迪亚士越过南回归线后,抵达了纳米比亚的卢得立次湾,在那里竖立了第一个标柱。面对茫茫无际的大海,接下来的路途依旧全然是未知的,而迪亚士并没有任何惶恐,一种超越前人的成就感驱使着他。不过,由于补给船航速太慢,拖了船队的后腿,他不得不让补给船先行回国。此后,他穿过今日纳米比亚的瓦维斯湾,越过佩里肯角。从大航海时代地理发现的角度看,这里的每一步都是全新的,都是对欧洲人未知地域的探险,这些探险并不是微不足道的,而是走向更大发现的基础。

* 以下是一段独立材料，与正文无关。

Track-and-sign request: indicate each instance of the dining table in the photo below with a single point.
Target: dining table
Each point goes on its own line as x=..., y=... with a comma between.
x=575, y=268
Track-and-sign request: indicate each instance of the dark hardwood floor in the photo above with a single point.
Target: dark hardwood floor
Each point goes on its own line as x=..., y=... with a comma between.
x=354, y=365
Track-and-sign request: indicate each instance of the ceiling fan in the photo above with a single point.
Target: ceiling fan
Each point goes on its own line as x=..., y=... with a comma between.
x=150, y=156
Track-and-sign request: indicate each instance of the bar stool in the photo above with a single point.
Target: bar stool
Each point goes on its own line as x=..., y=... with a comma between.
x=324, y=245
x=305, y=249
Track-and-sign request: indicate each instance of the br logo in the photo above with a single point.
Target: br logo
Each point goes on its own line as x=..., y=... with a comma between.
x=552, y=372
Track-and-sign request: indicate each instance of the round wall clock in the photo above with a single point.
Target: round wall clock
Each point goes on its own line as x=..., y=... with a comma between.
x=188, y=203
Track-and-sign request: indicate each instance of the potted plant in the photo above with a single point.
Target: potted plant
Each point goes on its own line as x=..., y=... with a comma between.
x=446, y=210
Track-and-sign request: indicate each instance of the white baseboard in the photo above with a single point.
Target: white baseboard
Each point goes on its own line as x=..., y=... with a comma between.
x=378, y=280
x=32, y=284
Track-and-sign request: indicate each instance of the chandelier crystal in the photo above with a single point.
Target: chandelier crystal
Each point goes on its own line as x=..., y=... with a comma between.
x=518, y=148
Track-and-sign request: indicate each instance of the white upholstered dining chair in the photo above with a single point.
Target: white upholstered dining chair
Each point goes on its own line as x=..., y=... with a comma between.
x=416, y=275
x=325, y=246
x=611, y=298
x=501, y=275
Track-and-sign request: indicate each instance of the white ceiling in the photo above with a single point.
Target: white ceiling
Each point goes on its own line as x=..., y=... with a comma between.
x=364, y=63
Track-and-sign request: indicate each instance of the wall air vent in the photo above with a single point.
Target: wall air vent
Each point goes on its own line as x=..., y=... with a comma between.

可是,船队在向南航行过程中,海洋开始变得越来越不驯服,排天的巨浪猛袭而来,暴风紧贴着海面,把海浪掀得更高,狂风巨浪击打船帆的剧烈声响,就像魔鬼的号叫一样可怖。当时的迪亚士并不知道,他们已经进入了好望角附近的水域。据他后来回忆说:“这里是风和海洋的疯狂汇合点。”风暴突如其来,在大风中扬帆,会带来船倾人亡的致命危险。迪亚士大声命令着船员们:“下帆,向西行驶!”由于风实在太大,船身在猛烈地摇晃着,船员们仅能用身体贴着甲板,谁也不敢站起来,谁也无法站起来,否则人将会被随时丢进大海。面对如此的危险,迪亚士却不顾一切,第一个从甲板上站起身,摇晃着冲向前去放帆。他虽然一次又一次跌倒,但最终还是接近了桅杆。船员们看到了船长的勇敢,也纷纷起身前去帮忙。帆终于降了下来,船也解除了倾覆的危险,但是狂风还在持续着。两艘探险船如同浮萍一样,在一望无际的大海中,无助地、任性地漂荡着,迪亚士和船员们只能不停地向上帝祈祷,谁也不知道船会漂向何方。
任何伟大的发现,都不会像老天爷刮西北风一样容易。有句话说得好,“风雨过后才能见到彩虹”。如飘零落叶的船队,在海面上颠簸了10天后,终于迎来了惊喜:风暴平息了。迪亚士率先从船舱中探出头来,他兴高采烈,情绪激动。他叫出了所有的船员,大家一起跪在甲板上,感谢上帝让他们度过了危机。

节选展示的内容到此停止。